The rise of these "micro-multinationals" is worrisome because startups generate most tech jobs. Their role is now more vital as mature tech firms consolidate and export work, cutting U.S. employment. Indeed, tech's share of all U.S. jobs fell last year to 4.4 percent from a record 5 percent in 2001. Tech's job share is now near a level last seen in 1992.

And it may not have hit bottom. Hewlett-Packard's ouster Tuesday of CEO Carly Fiorina raises doubts about its plans. Software giant Oracle just laid off 5,000 workers after swallowing rival PeopleSoft. Top chipmaker Intel has said it plans to do most of its future hiring outside the United States.

Now startups are joining the exodus. Micro-multinationals create jobs that aren't reflected in the Labor Department's influential monthly jobs survey. The number of these jobs is unknown because most startups are private. But USA Today's study, examining a slice of software start-ups, found nearly 900 jobs created in foreign nations — the tip of the iceberg.

"It's an irreversible trend," says Nick Sturiale, general partner at Sevin Rosen Funds, a VC firm that has made up to half of its investments since early 2003 in microultinationals. "You have to be global."

Private investors like Sevin, dangling scarce startup financing, now insist that ventures expand outside the United States from the get-go. Start-ups say survival hinges on global markets where cell-phone software and other new tech gear spring to life. Young ventures want cheap labor to keep prices low to better compete.

Speedy Internet access lets entrepreneurs ship software design and other work anywhere from Day 1. What's more, startups are hiring well beyond India. They're also hiring in Germany, Italy, France and even closer, in Canada.

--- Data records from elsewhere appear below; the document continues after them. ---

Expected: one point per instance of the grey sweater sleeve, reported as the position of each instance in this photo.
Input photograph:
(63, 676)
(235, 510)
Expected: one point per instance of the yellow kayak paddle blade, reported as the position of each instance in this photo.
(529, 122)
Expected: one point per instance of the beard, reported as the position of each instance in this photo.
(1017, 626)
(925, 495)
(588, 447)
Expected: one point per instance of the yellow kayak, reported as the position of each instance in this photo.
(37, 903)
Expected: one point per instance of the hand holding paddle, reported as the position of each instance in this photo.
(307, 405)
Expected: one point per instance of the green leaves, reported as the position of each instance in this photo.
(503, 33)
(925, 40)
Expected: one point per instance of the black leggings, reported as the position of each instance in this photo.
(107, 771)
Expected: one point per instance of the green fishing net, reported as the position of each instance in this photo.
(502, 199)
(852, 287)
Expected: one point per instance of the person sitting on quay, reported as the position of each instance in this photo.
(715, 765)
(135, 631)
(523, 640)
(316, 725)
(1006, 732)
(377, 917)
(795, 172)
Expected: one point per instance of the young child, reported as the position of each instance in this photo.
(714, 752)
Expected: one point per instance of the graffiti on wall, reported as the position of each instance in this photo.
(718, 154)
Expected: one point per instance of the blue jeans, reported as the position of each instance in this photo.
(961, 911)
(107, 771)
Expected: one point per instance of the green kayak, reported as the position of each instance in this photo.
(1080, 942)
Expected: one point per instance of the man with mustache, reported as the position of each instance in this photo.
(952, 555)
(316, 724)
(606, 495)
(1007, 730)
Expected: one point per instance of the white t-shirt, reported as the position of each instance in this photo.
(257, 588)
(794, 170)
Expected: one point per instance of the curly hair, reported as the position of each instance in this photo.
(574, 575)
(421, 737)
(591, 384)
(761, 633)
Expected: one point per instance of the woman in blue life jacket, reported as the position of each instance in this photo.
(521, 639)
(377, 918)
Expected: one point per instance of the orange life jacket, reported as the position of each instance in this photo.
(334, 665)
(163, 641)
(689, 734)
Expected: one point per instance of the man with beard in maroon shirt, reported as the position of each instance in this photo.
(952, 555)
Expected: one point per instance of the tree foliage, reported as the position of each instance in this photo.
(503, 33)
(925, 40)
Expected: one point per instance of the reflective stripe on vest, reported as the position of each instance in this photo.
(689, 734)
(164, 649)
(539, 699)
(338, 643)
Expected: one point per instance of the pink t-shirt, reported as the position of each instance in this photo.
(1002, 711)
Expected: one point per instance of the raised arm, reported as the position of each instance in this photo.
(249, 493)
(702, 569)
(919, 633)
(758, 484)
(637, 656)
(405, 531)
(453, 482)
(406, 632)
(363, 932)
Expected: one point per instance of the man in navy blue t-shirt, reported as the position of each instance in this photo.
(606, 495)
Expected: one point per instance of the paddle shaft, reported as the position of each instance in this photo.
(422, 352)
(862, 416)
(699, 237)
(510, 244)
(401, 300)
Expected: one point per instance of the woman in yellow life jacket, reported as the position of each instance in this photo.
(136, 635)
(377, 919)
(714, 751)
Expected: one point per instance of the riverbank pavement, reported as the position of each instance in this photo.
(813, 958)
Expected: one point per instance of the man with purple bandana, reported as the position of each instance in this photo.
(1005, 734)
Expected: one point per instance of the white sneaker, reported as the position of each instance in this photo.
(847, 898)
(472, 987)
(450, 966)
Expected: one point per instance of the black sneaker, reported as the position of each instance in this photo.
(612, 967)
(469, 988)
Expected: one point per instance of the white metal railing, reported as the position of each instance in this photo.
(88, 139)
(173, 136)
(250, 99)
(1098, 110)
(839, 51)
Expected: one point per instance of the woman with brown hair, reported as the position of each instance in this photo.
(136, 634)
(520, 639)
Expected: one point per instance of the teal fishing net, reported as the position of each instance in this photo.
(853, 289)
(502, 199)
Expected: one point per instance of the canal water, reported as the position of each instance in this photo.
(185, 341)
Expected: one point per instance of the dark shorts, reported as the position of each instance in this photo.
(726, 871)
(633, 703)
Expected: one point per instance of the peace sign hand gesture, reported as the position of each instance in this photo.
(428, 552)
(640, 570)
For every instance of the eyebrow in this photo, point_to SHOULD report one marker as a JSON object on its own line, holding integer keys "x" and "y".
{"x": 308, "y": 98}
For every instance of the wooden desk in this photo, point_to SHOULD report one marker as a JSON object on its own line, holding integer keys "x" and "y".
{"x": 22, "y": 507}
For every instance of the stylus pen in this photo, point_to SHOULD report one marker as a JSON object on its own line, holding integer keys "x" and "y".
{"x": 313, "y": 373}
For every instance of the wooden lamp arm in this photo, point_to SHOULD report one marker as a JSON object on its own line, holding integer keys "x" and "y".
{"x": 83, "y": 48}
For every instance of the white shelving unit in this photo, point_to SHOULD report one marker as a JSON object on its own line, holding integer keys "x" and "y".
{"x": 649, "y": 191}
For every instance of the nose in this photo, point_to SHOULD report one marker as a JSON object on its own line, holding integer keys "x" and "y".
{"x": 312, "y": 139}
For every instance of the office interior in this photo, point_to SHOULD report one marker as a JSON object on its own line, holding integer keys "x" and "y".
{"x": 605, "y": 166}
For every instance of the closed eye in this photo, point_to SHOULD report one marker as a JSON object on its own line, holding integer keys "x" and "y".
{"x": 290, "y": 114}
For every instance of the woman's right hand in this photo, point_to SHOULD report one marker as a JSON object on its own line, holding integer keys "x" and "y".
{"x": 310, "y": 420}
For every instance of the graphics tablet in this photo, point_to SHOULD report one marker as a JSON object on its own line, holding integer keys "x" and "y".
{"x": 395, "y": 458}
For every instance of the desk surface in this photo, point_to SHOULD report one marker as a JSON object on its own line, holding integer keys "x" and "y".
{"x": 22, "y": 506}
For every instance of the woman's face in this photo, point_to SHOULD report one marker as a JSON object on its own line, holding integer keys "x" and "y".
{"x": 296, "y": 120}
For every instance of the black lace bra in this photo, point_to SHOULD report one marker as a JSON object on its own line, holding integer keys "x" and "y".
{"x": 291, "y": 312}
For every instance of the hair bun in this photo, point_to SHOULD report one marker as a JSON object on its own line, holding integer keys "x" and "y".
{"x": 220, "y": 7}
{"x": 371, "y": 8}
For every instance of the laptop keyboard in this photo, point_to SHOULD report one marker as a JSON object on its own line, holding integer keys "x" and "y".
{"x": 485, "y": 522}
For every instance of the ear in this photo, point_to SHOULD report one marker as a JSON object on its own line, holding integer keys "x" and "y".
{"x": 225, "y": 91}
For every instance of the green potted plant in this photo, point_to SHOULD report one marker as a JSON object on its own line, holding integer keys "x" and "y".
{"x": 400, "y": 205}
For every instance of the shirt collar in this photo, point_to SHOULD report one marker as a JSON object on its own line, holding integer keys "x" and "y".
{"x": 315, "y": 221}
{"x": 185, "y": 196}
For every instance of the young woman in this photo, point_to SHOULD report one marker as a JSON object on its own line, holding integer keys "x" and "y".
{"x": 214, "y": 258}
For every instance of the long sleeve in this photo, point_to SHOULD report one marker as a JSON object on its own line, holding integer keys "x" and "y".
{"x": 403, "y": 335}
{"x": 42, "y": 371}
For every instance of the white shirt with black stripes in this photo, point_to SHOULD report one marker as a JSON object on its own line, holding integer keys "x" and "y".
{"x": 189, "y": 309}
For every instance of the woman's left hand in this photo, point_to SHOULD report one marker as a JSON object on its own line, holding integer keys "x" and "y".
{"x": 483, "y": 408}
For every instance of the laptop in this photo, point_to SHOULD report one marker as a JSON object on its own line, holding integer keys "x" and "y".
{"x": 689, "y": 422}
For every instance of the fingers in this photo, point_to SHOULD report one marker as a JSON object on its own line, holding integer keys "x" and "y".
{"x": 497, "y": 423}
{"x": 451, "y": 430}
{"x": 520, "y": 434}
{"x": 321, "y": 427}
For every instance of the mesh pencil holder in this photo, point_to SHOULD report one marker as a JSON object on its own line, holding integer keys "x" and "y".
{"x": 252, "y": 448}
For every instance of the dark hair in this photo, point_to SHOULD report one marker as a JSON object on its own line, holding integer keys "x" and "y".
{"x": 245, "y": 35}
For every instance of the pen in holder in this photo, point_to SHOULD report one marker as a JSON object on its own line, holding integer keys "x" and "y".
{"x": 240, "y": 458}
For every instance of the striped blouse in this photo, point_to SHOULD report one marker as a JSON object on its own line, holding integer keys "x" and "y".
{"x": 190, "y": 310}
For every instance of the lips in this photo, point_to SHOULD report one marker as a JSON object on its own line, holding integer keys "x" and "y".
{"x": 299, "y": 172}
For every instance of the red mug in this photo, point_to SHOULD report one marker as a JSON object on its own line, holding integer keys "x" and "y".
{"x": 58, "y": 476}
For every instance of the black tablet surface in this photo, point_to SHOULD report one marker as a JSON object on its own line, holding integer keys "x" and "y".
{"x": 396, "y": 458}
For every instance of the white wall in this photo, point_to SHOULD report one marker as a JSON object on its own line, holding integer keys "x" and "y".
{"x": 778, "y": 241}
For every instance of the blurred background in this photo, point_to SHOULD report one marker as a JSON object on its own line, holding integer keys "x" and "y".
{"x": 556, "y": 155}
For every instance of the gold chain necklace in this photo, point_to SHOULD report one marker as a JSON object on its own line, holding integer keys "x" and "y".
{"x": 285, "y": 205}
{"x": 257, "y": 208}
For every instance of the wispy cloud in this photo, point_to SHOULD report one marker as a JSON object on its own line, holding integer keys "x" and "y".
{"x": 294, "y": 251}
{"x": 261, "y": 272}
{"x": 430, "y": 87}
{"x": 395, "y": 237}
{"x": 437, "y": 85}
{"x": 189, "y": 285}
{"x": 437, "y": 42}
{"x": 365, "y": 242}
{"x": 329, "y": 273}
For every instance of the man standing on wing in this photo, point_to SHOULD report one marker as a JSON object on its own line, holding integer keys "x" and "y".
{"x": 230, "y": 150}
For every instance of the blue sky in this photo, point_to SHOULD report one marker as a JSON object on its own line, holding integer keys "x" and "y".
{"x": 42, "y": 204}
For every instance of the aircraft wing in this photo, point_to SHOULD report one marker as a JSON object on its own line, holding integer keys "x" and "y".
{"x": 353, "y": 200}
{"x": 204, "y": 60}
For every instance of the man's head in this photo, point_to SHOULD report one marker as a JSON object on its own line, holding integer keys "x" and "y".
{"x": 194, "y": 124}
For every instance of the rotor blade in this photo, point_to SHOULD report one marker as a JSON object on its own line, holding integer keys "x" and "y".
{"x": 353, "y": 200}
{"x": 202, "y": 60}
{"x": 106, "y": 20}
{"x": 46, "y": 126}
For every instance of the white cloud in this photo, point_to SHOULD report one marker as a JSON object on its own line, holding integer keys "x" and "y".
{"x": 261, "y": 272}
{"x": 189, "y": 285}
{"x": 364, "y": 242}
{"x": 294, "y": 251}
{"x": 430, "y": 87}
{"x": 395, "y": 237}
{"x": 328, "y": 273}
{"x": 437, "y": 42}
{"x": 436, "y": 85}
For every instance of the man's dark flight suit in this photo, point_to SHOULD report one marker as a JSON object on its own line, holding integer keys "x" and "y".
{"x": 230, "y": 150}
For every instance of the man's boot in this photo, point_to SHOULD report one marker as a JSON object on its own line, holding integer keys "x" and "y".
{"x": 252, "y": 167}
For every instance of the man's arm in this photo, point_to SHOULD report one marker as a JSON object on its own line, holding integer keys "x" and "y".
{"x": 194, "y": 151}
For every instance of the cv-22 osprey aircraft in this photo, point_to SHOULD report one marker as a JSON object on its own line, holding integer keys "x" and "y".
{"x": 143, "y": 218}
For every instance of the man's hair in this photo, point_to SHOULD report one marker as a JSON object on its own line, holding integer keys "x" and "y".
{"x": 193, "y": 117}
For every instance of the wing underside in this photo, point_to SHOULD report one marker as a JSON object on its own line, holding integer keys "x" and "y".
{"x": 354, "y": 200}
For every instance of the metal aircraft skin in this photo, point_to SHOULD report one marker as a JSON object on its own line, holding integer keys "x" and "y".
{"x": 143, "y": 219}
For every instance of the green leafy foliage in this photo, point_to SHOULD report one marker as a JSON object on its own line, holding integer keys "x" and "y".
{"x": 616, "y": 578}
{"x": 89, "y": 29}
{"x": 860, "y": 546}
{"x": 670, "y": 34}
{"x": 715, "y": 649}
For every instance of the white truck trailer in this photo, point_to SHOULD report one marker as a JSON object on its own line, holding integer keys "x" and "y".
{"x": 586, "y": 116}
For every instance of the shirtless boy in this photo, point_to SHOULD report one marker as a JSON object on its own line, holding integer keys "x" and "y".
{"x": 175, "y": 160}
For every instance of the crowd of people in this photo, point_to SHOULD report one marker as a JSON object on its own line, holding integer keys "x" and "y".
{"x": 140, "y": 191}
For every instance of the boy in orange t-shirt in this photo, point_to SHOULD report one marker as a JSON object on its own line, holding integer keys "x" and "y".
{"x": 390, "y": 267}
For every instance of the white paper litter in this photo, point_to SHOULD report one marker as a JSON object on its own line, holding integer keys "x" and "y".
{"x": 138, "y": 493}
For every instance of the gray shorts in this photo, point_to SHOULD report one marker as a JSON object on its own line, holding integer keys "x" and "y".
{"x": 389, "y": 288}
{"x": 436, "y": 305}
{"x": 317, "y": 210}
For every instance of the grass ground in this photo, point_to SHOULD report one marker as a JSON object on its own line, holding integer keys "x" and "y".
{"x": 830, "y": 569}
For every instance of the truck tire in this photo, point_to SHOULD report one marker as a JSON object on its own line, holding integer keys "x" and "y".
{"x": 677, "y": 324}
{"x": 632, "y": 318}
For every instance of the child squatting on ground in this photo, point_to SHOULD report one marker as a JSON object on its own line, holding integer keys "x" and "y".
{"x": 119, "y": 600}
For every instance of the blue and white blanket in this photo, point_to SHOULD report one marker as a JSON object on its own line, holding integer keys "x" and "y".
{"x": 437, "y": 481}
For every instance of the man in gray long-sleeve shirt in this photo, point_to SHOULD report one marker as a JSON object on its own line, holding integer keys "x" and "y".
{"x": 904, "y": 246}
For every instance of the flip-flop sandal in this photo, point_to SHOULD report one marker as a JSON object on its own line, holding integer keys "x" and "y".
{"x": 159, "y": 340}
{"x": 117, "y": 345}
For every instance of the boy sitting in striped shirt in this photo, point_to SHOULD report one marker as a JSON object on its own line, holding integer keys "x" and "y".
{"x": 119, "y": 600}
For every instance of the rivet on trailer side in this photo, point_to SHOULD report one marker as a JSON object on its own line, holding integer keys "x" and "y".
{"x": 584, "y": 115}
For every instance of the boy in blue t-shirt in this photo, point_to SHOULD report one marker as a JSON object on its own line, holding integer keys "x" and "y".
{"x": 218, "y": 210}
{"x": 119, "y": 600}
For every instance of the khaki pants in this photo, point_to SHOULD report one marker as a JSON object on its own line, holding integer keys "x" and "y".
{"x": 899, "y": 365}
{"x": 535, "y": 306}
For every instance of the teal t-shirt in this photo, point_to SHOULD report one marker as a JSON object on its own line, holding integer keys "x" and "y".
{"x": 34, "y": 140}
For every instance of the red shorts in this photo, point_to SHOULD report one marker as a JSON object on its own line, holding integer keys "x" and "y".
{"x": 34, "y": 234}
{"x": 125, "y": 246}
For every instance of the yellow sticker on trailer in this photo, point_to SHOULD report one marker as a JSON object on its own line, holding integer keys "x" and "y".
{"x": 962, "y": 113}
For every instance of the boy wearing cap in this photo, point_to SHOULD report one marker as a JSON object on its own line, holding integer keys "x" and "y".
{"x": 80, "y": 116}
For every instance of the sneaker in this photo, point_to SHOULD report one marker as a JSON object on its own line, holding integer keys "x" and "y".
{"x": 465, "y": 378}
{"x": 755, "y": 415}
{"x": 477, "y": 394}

That's a switch from tech's historic evolution: Startups grew and hired in the United States for years before spreading to foreign nations. H-P, for one, didn't expand abroad until 20 years after its 1939 start. Tech consultant EDS hired abroad 13 years after starting in 1962.

Online search giant Google hired outside the United States just three years after its 1998 start. It won't say how many of its 3,000 workers are outside the United States.

But here's a clue: It has offices in Toronto, London, Tokyo, Hamburg, Paris, Milan, Sydney, Amsterdam, Dublin and Madrid.

Mendocino Software, which makes software that recovers data and computer programs, moved even faster. Begun near San Francisco in 2003, it employs 17 workers in India among its 67 staffers.

Across the United States, lawmakers are taking up anti-offshoring legislation again amid continued weak job growth.

At least 40 states debated bills regarding offshoring last year. But they focused mostly on traditional offshoring, in which companies lay off white-collar workers in the United States, then replace them with lower-paid workers abroad. Not addressed are jobs seeping invisibly beyond the United States as micro-multinationals respond to a raft of market forces.